SSiW


Plausibility

What is preferred is considered the most plausible, but what is unusual might still be highly plausible. In our definition, plausibility therefore (i) exceeds the boundaries of (selectional) preference. Further, plausibility (ii) is a matter of degree as the preferred is considered more plausible. In turn, what is unusual is still considered plausible albeit to a lesser degree. Moreover, plausibility (iii) captures non-surprisal in a given context, and (iv) denotes what is generally likely, but not necessarily attested in a given corpus.


Dataset for Plausibility of Vehicle Components

Evaluation dataset for the task of plausible material extraction in the vehicle repair domain. The dataset contains 100 sampled full components, and 100 sampled full+head components. The components were used for query template analysis and final evaluation.

See here on how to obtain the data.

Reference:

Annerose Eichel, Helena Schlipf, Sabine Schulte im Walde (2023)
Made of Steel? Learning Plausible Materials for Components in the Vehicle Repair Domain
In: Proceedings of the 17th Conference of the European Chapter of the Association for Computational Linguistics (EACL). Dubrovnik, Croatia.

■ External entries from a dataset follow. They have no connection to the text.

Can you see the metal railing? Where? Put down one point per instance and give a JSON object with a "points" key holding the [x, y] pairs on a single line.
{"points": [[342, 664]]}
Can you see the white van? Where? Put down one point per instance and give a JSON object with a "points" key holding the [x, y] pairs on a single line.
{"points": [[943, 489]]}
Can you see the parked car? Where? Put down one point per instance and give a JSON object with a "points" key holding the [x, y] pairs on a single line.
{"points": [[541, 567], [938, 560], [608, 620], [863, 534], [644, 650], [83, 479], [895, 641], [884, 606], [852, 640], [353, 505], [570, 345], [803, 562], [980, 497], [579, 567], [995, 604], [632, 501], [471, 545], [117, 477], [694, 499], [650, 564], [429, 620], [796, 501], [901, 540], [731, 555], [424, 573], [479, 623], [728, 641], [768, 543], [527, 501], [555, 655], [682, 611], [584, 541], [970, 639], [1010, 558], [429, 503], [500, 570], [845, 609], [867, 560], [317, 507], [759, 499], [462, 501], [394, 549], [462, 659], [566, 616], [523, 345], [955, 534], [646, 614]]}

PAP: Dataset for Physical and Abstract Plausibility

We present a novel dataset for physical and abstract plausibility of events in English. Based on naturally occurring sentences extracted from Wikipedia, we infiltrate degrees of abstractness, and automatically generate perturbed pseudo-implausible events. We annotate a filtered and balanced subset for plausibility using crowdsourcing, and perform extensive cleansing to ensure annotation quality. In-depth quantitative analyses indicate that annotators favor plausibility over implausibility and disagree more on implausible events. Furthermore, our plausibility dataset is the first to capture abstractness in events to the same extent as concreteness, and we find that event abstractness has an impact on plausibility ratings: more concrete event participants trigger a perception of implausibility.

See here on how to obtain the data.

Reference:

Annerose Eichel, Sabine Schulte im Walde (2023)
A Dataset for Physical and Abstract Plausibility and Sources of Human Disagreement
In: Proceedings of the 17th Linguistic Annotation Workshop (LAW). Toronto, Canada.